Between two square numbers there is one mean proportional number, and the square has to the square the duplicate ratio of that which the side has to the side.

Let *A* and *B* be square numbers, and let *C* be the side of *A,* and *D* of *B.*

I say that between *A* and *B* there is one mean proportional number, and *A* has to *B* the ratio duplicate of that which *C* has to *D.*

Multiply *C* by *D* to make *E.*

Now, since *A* is a square and *C* is its side, therefore *C* multiplied by itself makes *A.* For the same reason also, *D* multiplied by itself makes *B.*

Since, then, *C* multiplied by the numbers *C* and *D* makes *A* and *E* respectively, therefore *C* is to *D* as *A* is to *E.*

For the same reason also *C* is to *D* as *E* is to *B.* Therefore *A* is to *E* as *E* is to *B.* Therefore between *A* and *B* there is one mean proportional number.

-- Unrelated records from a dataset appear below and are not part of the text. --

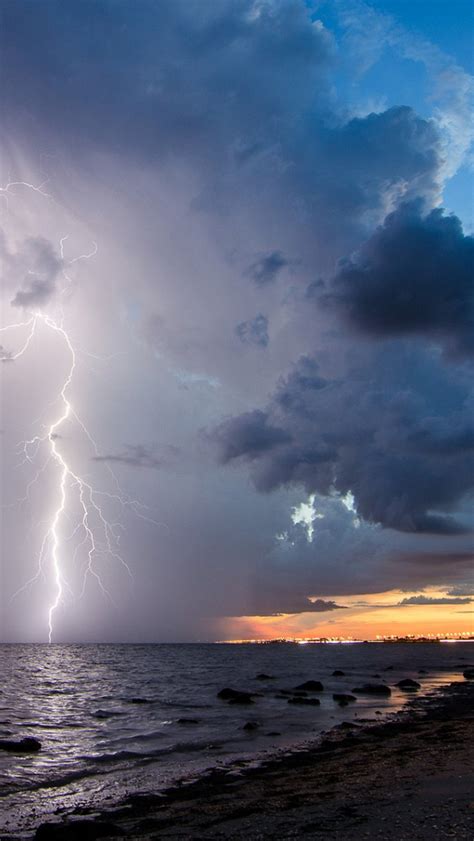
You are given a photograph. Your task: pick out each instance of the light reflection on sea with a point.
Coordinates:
(99, 743)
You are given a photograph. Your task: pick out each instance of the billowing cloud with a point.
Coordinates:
(431, 600)
(414, 276)
(266, 268)
(141, 455)
(372, 433)
(292, 605)
(218, 156)
(34, 267)
(254, 332)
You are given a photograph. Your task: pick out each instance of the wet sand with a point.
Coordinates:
(409, 778)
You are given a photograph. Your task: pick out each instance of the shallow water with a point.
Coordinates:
(98, 744)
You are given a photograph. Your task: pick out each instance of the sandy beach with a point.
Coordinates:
(412, 777)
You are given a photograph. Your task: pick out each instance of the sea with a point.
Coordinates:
(116, 720)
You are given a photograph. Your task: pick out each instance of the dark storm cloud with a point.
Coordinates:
(287, 604)
(432, 600)
(249, 436)
(140, 455)
(254, 332)
(362, 433)
(266, 268)
(415, 275)
(177, 77)
(34, 267)
(239, 91)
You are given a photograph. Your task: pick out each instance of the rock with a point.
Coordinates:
(242, 698)
(372, 689)
(408, 685)
(313, 702)
(77, 831)
(235, 696)
(28, 745)
(310, 686)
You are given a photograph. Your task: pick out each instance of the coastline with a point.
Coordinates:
(411, 776)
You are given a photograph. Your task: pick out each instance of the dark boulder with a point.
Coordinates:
(310, 686)
(77, 831)
(408, 685)
(243, 698)
(235, 696)
(28, 745)
(310, 702)
(373, 689)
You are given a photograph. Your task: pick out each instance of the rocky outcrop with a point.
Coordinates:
(373, 689)
(408, 685)
(79, 830)
(235, 696)
(310, 686)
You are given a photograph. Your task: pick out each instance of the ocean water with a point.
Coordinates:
(121, 719)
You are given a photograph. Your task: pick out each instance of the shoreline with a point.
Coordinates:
(409, 776)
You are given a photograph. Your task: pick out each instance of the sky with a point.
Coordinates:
(237, 319)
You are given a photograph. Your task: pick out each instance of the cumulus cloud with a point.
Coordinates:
(371, 433)
(34, 267)
(254, 332)
(413, 276)
(462, 589)
(141, 455)
(265, 270)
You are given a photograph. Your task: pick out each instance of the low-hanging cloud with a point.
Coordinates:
(371, 433)
(431, 600)
(32, 270)
(254, 331)
(266, 269)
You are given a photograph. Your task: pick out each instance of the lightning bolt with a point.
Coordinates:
(99, 536)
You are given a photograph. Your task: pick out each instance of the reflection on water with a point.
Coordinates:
(114, 719)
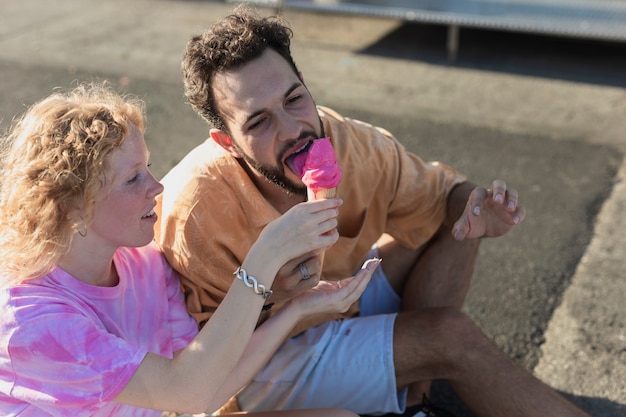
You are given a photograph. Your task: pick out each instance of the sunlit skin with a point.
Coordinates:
(270, 115)
(123, 212)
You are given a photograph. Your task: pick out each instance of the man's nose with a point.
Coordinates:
(289, 126)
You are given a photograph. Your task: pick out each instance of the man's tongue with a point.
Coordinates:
(297, 162)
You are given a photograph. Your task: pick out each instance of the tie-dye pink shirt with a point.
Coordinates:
(68, 348)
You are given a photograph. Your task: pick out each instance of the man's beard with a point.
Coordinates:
(276, 174)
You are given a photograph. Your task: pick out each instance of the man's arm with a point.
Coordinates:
(477, 212)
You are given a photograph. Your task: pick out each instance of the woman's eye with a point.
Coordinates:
(133, 179)
(295, 98)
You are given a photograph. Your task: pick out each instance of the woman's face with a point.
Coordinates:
(124, 209)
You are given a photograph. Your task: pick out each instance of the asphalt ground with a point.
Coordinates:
(548, 115)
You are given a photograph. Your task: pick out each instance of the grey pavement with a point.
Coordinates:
(548, 116)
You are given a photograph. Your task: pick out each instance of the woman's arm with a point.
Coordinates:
(325, 297)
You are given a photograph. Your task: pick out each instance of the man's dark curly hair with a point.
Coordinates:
(232, 42)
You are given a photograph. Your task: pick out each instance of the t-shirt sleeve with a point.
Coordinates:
(419, 204)
(60, 358)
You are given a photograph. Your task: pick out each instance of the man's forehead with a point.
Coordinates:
(253, 86)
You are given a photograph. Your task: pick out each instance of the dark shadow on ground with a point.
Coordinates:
(444, 398)
(570, 59)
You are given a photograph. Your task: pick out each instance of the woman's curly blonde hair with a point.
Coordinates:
(53, 164)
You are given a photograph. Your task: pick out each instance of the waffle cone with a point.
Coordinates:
(321, 194)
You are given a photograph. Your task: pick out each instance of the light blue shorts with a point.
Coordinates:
(342, 363)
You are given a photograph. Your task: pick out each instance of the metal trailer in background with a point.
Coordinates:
(588, 19)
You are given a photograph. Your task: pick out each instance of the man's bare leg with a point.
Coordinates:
(437, 275)
(443, 343)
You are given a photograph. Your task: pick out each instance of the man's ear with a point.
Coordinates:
(222, 139)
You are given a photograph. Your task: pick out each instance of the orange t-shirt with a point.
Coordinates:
(211, 213)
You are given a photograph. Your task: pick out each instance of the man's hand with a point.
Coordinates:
(489, 212)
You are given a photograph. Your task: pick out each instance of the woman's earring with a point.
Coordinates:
(81, 229)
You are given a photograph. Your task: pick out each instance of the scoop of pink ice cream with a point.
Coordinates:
(320, 169)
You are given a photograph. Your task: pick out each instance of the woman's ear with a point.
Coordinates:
(222, 139)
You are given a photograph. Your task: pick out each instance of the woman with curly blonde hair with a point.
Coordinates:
(94, 322)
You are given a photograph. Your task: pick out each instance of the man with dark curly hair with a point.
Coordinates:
(425, 221)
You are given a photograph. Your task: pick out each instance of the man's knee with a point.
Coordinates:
(437, 339)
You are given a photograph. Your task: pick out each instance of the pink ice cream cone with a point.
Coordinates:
(321, 172)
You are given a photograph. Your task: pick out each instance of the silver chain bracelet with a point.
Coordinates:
(252, 282)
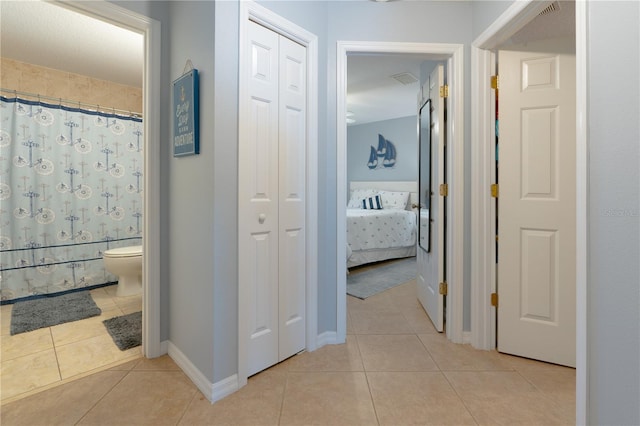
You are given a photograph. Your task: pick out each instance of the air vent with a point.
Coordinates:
(405, 78)
(553, 7)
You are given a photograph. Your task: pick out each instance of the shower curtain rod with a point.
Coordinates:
(70, 103)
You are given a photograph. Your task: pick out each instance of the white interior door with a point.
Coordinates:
(272, 182)
(537, 177)
(431, 271)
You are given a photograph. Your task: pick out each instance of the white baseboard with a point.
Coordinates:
(224, 388)
(212, 391)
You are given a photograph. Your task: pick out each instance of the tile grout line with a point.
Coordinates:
(102, 397)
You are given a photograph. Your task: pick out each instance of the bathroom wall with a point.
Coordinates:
(23, 77)
(72, 187)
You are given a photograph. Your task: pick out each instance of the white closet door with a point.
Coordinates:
(258, 201)
(272, 184)
(292, 168)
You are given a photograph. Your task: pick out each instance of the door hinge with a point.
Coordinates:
(443, 288)
(494, 299)
(495, 190)
(495, 82)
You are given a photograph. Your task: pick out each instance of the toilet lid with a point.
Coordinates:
(124, 252)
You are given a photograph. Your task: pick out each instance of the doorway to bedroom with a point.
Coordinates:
(383, 100)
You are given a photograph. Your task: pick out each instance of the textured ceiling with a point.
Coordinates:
(55, 37)
(45, 34)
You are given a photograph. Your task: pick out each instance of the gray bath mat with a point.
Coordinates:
(373, 281)
(126, 330)
(33, 314)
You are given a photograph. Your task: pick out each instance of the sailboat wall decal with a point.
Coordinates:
(384, 156)
(373, 159)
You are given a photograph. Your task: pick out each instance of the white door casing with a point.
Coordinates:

I say next that *A* also has to *B* the ratio duplicate of that which *C* has to *D.*

Since *A, E,* and *B* are three numbers in proportion, therefore *A* has to *B* the ratio duplicate of that which *A* has to *E.*

But *A* is to *E* as *C* is to *D,* therefore *A* has to *B* the ratio duplicate of that which the side *C* has to *D.*

Therefore, *between two square numbers there is one mean proportional number, and the square has to the square the duplicate ratio of that which the side has to the side.*

Q.E.D.